Once converted, it's gonna be the nuts.
If you wanted a better example of night and day reporting, the take on the same story by the BBC "News" and BBC London News couldn't be more different.
The BBC "News" take on it was a sickening example of toeing the party line, as it wasn't a news report but a PR campaign: it's a wonderful stadium, it will be fantastic for the Olympic legacy, how it will regenerate the area, and all the other hollow platitudes people were saying about that corporate jolly masquerading as a glorified sports day that kicked the crap out of the local, regional and national economy...in other words, the same amount of coverage than the BBC gave to the story about the BBC pissing away £80m of license payers' money on the sale of Lonely Planet this week.
BBC London News, on the other hand, actually reported on the story - they had Richard Caborn voicing his doubts about the transparency of the deal, they had West Ham fans saying they'd never go to a game there and how The Pornographers show no interest in anything but themselves when running the club, and actually reported the figures of public money that were being spent on it.
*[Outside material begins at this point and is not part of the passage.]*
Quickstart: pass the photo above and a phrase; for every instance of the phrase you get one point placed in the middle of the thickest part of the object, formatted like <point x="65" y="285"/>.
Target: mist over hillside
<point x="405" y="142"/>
They also had Boris and Brady mouthing statements that ring about as true as Oscar Pistorius' defence.
Typically, though, the former was the version of the story reported in the Standard, with a two-page interview with Allardyce saying...well, if I lacked any self-respect I would have bothered reading it.
If the experience here with stadiums, especially baseball stadiums, is relevant, everyone will lose, including the taxpayers and especially West Ham fans. Everything depends on providing a great experience for fans going to the game. I don't like baseball, and the Pirates have now gone longer without a winning season than any baseball team in history. But I'm happy to go to occasional games because they have a beautiful stadium that's enjoyable to spend time in.
A stadium that's in the wrong place, too big and created for another sport is reminiscient of the all-sports soulless horrors that went the way of the dinosaur in the eighties. No doubt the conversion will help, but it's hard to see it doing enough to make the stadium a plus rather than a minus for the fans.
Conversion costs = £170,000,000
West Ham are paying: 15m + (99 x 2m) = £213,000,000.
You should all be thanking West Ham for preventing another "white elephant".
You are all very welcome.![]()
Conversion costs = £170,000,000
West Ham are paying: 15m + (99 x 2m) = £213,000,000.
You should all be thanking West Ham for preventing another "white elephant".
You are all very welcome.![]()
If we moved in right now then no, of course not.
But we are consistently selling out at the Boleyn and that is with the disastrous 7 years we have just endured. I think it's fair to say that we are close to outgrowing our current ground.
The Olympic stadium will be 54k. Just 19,000 more than what we have now.
If we can attract some investment, buy better players, achieve some top 6 finishes, the odd cup run and generally enjoy a bit of success (by our standards), I see no reason why we can't fill the ground in the long term can you? Especially with the better access to the ground and the cheap tickets for kids and OAP's.
We want to progress and as much as we would love to stay at the Boleyn, the Olympic Stadium offers us the chance to do just that.
If you believe the hot air from the 3 buffoons that run your club then fine...there's demo's outside your current home against it...why?
You're doing an Arsenal rejecting your roots as far as I'm concerned...West Ham in Stratford!
If we moved in right now then no, of course not.
But we are consistently selling out at the Boleyn and that is with the disastrous 7 years we have just endured. I think it's fair to say that we are close to outgrowing our current ground.
The Olympic stadium will be 54k. Just 19,000 more than what we have now.
If we can attract some investment, buy better players, achieve some top 6 finishes, the odd cup run and generally enjoy a bit of success (by our standards), I see no reason why we can't fill the ground in the long term can you? Especially with the better access to the ground and the cheap tickets for kids and OAP's.
We want to progress and as much as we would love to stay at the Boleyn, the Olympic Stadium offers us the chance to do just that.
We have been selling out and and getting close to selling out every game this season.
If we want to go up a level we will need a bigger stadium.
54,000, for a club of West Ham's stature sounds about right if we can improve on the pitch.
As I said on another thread, it was only a few years ago we finished level on points with you. We have had a bad few years and you have done well. There is no reason why we can't get to the level you are at now in the short to medium term, and if we do, we will have the stadium in place to cope with the extra demand.
We wouldn't fill it right now, but the stadium gives us the growing room we will hopefully need.
As for the comment about soulless arenas in the wrong place...Wembley ring a bell?
What a strange thing to say?
A quick look on Google Maps shows that Stratford is actually closer to West Ham than Upton Park is.
Ah yes, I saw the one woman demo on sky sports yesterday.